Which of the following statements is false?
The sum of two rational numbers is always rational.
The sum of a rational number and an irrational number is always rational.
The product of a nonzero rational number and an irrational number is always irrational.
The product of two irrational numbers is either rational or irrational.
"The sum of two rational numbers is always rational." - true, for example, 2+0.5=2.5 (decimals and fractions are rational)
So statement is true.
"The product of a nonzero rational number and an irrational number is always irrational." - true, 5*√2=5(√2) remains irrational. But watch 0*√2=0 (rational). However, 0 is not "nonzero", so the statement remains true.
"The product of two irrational numbers is either rational or irrational." √2*√3=√6 - irrational
√2*√2=√4=2 - rational.
So statement is true.
Finally,
"The sum of a rational number and an irrational number is always rational."
I can easily find examples where the sum of rational and irrational is irrational, as in:
2+√2 : irrational
but unable to find a case where the sum is rational.
Since the statement says "always rational", one single counter-example (as I gave above) invalidates the statement.
so the answer is D?
The false statement among the options is: "The product of a nonzero rational number and an irrational number is always irrational."
To determine which of the statements is false, let's analyze each statement one by one:
1. The sum of two rational numbers is always rational.

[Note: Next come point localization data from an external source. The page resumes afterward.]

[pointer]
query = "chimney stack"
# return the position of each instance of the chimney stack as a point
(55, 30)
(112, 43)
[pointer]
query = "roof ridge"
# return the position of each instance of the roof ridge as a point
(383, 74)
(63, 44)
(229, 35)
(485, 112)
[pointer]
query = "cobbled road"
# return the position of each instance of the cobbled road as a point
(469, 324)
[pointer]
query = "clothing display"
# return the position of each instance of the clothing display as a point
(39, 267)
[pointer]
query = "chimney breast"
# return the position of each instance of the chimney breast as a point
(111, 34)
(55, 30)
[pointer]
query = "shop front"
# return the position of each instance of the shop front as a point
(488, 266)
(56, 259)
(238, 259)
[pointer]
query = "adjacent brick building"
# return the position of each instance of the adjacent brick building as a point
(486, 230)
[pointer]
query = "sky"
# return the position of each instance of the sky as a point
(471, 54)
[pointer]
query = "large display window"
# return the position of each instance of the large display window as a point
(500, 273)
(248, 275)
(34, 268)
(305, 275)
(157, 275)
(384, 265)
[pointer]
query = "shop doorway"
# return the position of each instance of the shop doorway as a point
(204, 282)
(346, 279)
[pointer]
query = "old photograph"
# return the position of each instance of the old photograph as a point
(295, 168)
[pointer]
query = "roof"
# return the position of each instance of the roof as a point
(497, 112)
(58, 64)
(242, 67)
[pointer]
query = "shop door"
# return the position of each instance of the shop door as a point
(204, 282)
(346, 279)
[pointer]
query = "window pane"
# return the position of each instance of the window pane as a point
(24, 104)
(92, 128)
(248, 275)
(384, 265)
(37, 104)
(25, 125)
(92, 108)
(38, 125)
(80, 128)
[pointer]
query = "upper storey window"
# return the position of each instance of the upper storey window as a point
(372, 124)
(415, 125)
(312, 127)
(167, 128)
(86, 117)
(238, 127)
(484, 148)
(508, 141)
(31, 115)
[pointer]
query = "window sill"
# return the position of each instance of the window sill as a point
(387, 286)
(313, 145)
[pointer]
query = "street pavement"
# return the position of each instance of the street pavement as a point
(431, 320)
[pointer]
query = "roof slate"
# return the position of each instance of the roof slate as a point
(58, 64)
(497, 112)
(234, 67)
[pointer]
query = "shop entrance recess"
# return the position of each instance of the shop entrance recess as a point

To verify this statement, we need to understand that the sum of rational numbers is calculated by adding their numerators and retaining the common denominator. Since the addition of rational numbers follows the same rules as integer addition, the sum of two rational numbers will always be rational. Hence, this statement is true.
2. The sum of a rational number and an irrational number is always rational.
In this statement, we are dealing with the addition of a rational number and an irrational number. It is important to note that irrational numbers cannot be expressed as fractions or ratios of integers. Since rational numbers can be expressed as fractions, their sum with an irrational number cannot be simplified into a rational form. Therefore, the sum of a rational number and an irrational number is always irrational. Thus, this statement is false.
3. The product of a nonzero rational number and an irrational number is always irrational.
To assess this statement, we consider that multiplying an irrational number by a nonzero rational number will still yield an irrational number. This holds true because the product of any nonzero rational number and an irrational number cannot be expressed as a ratio of integers, hence making it an irrational number. Therefore, this statement is true.
4. The product of two irrational numbers is either rational or irrational.
In this statement, we are examining the product of two irrational numbers. It is important to note that the product of irrational numbers may yield a rational or an irrational number. For example, multiplying the irrational number √2 by itself results in a rational number (2). However, multiplying two different irrational numbers such as √2 and √3 will result in an irrational number (√6). Therefore, this statement is true.
To summarize, the false statement is the second one: "The sum of a rational number and an irrational number is always rational."